In Antarctica, a being of pure energy manifests in Superman’s Fortress of Solitude. The energy being has vague memories of a life, of a battle, but none of death; until he sees the news reports showing Superman’s final battle with Doomsday. The energy being merges with Superman’s inert body, while at the same time frying Lex Luthor’s surveillance devices in the tomb.
Meanwhile, Bibbo Bibbowski decides to start living up to the legend of his fav’rit. He puts on a Superman tee-shirt, red gym shorts over blue jogging pants, and red running shoes, to be the hero the city needs him to be. Sure he can’t do all the things that Superman could, but he can do small things to change the city, and that’s what Superman would have wanted from anybody.
Back at the Fortress, the new Superman draws power from a Kryptonian Regeneration Matrix, similar to the Birthing Matrix that had brought him to Earth in the first place. This new Superman has energy blasts that emanate from his hands, but at the cost of his vision powers; his eyes too sensitive to not be protected by a golden visor. This Superman looks to the cultists bearing his symbol as people who cry out for his assistance.
It is here where we get the scene that was alluded to on the TVs that Lois watched in Adventures of Superman #500: A woman is being assaulted by a masked man with a gun, and in the process of saving her life, he throws the criminal through a wall, killing him. This is a more violent and deadly Superman, one that hearkens to other popular comics heroes of the time like Punisher, Wolverine, or Spawn.
As Lex learns of Superman’s body disappearing again, he throws a fit about the security tapes that were wiped clean by the energy being. Supergirl once more is overcome with hope, however, and leaves to start searching out the four reported Supermen.

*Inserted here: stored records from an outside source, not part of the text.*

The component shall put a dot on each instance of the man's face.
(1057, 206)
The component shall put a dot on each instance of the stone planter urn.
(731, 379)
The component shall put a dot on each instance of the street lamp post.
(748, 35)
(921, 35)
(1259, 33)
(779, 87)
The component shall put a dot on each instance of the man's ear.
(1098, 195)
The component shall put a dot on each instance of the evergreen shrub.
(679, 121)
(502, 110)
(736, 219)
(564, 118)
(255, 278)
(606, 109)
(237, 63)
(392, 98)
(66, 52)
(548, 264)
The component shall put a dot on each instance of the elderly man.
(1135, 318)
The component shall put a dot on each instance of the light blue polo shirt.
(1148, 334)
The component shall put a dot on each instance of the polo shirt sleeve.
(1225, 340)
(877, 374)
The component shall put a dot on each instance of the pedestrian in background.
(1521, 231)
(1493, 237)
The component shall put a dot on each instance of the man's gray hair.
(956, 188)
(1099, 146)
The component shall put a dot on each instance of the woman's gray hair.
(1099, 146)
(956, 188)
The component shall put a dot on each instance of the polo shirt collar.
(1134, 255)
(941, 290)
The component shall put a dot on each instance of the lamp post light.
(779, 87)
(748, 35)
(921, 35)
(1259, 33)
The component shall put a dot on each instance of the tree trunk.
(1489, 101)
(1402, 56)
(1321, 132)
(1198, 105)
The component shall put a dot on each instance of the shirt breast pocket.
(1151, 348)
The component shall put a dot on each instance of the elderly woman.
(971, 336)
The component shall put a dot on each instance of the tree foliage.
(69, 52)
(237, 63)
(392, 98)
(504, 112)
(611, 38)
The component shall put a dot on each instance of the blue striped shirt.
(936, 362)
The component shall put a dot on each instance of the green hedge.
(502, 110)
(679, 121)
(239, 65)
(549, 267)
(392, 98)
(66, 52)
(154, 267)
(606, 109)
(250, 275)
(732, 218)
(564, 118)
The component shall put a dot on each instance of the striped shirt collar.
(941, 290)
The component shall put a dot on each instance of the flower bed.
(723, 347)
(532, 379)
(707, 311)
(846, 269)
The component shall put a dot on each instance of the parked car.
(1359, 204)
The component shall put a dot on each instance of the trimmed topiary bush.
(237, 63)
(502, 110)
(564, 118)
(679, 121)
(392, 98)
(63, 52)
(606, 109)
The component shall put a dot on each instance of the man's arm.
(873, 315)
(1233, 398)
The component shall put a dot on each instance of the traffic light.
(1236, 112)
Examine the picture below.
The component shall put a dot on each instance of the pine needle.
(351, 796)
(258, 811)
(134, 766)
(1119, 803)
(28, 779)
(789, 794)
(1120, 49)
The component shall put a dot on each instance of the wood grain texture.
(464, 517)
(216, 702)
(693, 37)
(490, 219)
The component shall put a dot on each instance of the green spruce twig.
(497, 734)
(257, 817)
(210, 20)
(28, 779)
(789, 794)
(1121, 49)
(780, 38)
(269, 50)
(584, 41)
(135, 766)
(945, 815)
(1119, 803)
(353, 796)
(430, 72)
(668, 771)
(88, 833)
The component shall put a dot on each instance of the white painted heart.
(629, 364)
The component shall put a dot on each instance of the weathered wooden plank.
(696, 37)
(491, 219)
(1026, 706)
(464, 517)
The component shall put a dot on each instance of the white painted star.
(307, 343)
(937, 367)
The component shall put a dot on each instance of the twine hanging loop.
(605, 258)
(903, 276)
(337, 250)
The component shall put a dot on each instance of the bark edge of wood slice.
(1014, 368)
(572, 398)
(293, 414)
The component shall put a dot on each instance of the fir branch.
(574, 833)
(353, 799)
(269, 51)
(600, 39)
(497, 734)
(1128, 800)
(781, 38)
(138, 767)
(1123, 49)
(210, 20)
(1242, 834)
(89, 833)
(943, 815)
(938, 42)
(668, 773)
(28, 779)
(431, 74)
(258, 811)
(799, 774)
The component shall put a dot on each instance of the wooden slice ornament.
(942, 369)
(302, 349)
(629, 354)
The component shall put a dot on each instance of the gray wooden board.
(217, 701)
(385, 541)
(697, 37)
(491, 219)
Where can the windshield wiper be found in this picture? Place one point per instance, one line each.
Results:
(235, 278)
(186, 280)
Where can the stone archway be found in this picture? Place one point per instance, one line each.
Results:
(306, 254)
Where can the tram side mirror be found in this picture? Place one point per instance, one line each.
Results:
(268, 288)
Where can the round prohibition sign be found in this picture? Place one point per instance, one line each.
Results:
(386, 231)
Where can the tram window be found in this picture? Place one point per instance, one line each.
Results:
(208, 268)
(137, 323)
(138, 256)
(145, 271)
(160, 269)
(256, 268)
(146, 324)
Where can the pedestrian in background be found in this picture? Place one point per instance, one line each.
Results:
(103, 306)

Finally, we get a callback to Superman’s first public appearance, all those years ago, when he saved an experimental spaceplane from crashing in Metropolis, thus saving the life of, among others, one, Lois Lane. The visored Superman saves a plane from crashing, but he does so without emotion, without compassion. As history repeats and a mob closes around him, he takes Lois into his arms to remove her to a more discrete location. The visored Superman leaves Lois with the knowledge that while he has returned, the Clark Kent she knew is gone, perhaps forever, leaving Lois as heartbroken as she has been since Clark’s death.
One last thing that all these introductory issues to “Reign of the Supermen” had was a two-page, pull-out poster at the center of the comic where the staples were. Each of them as the main art team for the book drawing a poster of their book’s Superman. Amazingly, even when you find the issues in dollar bins at comic cons across the country, most will still have that poster. All four are also included as back-matter in the recent reprintings of the saga; though not in the original trade paperback or that ill-fated 2007 omnibus.